En 1967, siendo todavía un estudiante de la Saint Martin’s School of Art de Londres, el artista británico Richard Long detuvo su coche junto a un campo de la localidad de Wiltshire, en plena campiña británica, y comenzó a caminar sobre la hierba hacia delante y hacia detrás, hasta que sus pasos terminaron dibujando una línea recta sobre el césped. Finalizada su obra, tomó una fotografía en blanco y negro y volvió a subirse su coche.
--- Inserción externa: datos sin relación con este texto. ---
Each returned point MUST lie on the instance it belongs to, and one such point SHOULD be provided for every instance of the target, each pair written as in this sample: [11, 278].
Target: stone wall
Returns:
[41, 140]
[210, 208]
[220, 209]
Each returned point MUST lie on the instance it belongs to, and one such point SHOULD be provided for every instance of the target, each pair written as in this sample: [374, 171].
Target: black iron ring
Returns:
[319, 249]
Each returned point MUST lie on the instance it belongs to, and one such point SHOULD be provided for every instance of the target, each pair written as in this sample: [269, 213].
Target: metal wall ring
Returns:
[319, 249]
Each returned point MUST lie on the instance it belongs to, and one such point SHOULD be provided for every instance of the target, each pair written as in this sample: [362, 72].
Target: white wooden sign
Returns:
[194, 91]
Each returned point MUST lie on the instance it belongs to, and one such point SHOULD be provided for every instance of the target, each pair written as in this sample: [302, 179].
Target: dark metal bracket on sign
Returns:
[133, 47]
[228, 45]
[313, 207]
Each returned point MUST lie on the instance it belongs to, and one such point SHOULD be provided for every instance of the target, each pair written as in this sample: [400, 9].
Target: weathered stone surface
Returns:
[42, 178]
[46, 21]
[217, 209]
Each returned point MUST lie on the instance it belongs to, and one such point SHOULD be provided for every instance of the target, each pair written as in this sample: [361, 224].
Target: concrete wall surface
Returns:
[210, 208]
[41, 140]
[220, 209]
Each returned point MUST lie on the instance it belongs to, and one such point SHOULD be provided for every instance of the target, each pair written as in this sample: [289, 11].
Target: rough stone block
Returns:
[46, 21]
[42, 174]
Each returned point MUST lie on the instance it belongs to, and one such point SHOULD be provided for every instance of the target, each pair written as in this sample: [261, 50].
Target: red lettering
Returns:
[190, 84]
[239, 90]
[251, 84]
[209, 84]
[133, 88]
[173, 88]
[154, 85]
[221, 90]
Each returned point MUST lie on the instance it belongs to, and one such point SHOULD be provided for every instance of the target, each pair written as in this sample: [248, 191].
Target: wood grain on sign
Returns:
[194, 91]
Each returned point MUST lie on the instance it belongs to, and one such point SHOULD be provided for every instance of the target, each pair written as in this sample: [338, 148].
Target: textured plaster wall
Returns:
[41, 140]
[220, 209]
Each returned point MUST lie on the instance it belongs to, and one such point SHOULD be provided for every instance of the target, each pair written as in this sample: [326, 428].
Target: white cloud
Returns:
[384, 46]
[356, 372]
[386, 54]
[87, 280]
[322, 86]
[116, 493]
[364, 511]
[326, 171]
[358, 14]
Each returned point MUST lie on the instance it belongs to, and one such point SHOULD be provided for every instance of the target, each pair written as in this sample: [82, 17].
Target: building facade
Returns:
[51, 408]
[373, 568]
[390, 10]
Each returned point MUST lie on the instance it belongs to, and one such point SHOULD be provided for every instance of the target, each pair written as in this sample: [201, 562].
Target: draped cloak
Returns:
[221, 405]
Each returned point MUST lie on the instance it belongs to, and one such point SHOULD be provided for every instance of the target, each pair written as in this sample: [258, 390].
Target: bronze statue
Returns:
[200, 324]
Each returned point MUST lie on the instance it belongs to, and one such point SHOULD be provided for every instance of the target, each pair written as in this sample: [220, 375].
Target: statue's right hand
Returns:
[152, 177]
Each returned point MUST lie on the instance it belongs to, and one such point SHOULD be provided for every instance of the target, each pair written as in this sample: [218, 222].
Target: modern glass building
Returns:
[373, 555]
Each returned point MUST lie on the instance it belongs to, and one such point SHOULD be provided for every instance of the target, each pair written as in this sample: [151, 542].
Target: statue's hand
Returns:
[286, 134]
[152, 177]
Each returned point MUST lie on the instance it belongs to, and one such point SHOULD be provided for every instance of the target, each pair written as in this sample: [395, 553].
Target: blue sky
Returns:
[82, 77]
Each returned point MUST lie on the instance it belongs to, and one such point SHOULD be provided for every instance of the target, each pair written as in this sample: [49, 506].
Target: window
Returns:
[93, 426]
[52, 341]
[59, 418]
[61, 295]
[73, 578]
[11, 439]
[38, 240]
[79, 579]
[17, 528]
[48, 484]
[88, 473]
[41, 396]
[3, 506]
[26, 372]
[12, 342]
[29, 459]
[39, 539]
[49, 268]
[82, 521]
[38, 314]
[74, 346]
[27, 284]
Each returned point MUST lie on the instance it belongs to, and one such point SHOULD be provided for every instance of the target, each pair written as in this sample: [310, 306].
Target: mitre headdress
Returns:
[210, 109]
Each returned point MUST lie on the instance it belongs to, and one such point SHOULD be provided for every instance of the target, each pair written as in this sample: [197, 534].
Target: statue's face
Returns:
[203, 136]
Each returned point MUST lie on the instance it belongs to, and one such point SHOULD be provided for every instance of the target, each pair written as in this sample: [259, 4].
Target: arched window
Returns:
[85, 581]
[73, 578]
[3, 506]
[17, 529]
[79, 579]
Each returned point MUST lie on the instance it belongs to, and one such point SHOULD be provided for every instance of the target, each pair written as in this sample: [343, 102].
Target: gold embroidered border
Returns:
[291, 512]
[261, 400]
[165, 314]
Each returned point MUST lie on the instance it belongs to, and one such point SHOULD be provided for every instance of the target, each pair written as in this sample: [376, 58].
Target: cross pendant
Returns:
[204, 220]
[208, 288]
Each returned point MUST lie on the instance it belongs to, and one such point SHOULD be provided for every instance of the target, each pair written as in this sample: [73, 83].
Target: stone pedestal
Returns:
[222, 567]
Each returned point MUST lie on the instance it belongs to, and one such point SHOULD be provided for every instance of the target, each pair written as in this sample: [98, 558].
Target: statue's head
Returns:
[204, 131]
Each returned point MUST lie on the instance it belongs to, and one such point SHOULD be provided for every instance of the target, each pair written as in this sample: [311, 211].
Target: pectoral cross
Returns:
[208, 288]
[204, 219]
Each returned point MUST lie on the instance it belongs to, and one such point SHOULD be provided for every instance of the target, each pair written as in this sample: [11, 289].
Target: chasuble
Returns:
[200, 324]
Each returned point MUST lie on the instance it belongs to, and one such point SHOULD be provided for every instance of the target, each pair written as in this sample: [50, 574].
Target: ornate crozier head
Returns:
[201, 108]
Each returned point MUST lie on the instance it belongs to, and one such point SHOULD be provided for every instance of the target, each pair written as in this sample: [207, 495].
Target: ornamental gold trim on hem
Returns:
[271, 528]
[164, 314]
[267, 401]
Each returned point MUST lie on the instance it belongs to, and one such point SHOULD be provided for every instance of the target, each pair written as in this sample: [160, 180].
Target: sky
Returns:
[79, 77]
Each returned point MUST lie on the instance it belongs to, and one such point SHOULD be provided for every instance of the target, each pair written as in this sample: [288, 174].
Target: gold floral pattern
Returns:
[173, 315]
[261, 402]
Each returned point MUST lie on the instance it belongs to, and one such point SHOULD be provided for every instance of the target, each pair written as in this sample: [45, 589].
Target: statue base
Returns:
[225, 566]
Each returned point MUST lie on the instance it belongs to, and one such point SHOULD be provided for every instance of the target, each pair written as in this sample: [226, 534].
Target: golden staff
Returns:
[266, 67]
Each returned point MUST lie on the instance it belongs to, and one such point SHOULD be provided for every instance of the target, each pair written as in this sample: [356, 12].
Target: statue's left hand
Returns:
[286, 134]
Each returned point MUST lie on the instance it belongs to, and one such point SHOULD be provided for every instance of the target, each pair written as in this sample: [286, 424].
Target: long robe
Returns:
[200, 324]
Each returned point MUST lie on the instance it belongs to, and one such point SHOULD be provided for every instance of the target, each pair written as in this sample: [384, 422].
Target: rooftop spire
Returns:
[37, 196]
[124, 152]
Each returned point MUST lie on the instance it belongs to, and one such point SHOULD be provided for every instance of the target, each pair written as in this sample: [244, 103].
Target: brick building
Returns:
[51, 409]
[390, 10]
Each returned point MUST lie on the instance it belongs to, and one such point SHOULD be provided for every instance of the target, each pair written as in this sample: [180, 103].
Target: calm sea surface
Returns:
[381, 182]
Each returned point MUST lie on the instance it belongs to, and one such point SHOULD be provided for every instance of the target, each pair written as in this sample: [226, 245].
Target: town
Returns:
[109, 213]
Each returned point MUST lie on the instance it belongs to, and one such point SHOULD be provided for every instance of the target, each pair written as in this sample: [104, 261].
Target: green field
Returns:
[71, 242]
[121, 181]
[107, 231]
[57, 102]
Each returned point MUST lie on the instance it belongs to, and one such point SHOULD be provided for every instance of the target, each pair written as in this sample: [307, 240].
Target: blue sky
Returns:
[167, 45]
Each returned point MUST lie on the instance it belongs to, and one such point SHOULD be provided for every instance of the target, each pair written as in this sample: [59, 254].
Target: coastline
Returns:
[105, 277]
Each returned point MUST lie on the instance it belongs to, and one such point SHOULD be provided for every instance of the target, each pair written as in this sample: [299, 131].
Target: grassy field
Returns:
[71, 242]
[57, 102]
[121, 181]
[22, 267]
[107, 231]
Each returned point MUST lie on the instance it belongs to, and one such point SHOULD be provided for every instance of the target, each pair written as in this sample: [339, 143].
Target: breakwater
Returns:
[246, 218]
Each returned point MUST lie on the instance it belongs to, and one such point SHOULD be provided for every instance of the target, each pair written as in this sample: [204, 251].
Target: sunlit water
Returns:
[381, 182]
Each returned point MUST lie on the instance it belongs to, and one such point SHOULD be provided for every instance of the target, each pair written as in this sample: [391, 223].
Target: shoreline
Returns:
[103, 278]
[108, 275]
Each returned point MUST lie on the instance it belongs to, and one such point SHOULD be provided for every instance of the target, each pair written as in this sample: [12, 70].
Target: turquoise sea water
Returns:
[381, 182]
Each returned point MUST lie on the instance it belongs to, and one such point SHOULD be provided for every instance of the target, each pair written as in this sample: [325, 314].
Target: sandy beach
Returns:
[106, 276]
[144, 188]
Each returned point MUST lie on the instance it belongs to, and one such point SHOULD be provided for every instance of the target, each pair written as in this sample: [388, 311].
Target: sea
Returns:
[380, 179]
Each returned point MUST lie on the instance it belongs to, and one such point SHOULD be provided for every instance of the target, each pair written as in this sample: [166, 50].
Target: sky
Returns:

Así surgió una de sus primeras creaciones y una de las piezas más importantes de la historia del land art y del arte conceptual, a medio camino entre la performance y el tipo de escultura que siempre han definido sus trabajos, convencido de que no hay nada mejor que la naturaleza y la soledad en las que realiza sus intervenciones artísticas para expresar el carácter efímero de la belleza que el tiempo se encarga de borrar y de la que sólo nos quedan las fotografías tomadas por él mismo.
En el libro “Caminar la vida“, David Le Breton recuerda un extracto de “El espejo de los enigmas” de Jorge Luis Borges donde el escritor argentino afirma que “los pasos que da un hombre, desde el día de su nacimiento hasta el de su muerte, dibujan en el tiempo una inconcebible figura”, una especie de “laberinto del cual sólo dicha persona posee el hilo de Ariadna”.
Seguramente, tal y como escribió Borges o tal y como expresa Richard Long en cada una de sus efímeras esculturas naturales, sin darnos cuenta eso es lo que dibujamos con las rutas que caminamos o corremos cada día: nuestra propia cartografía.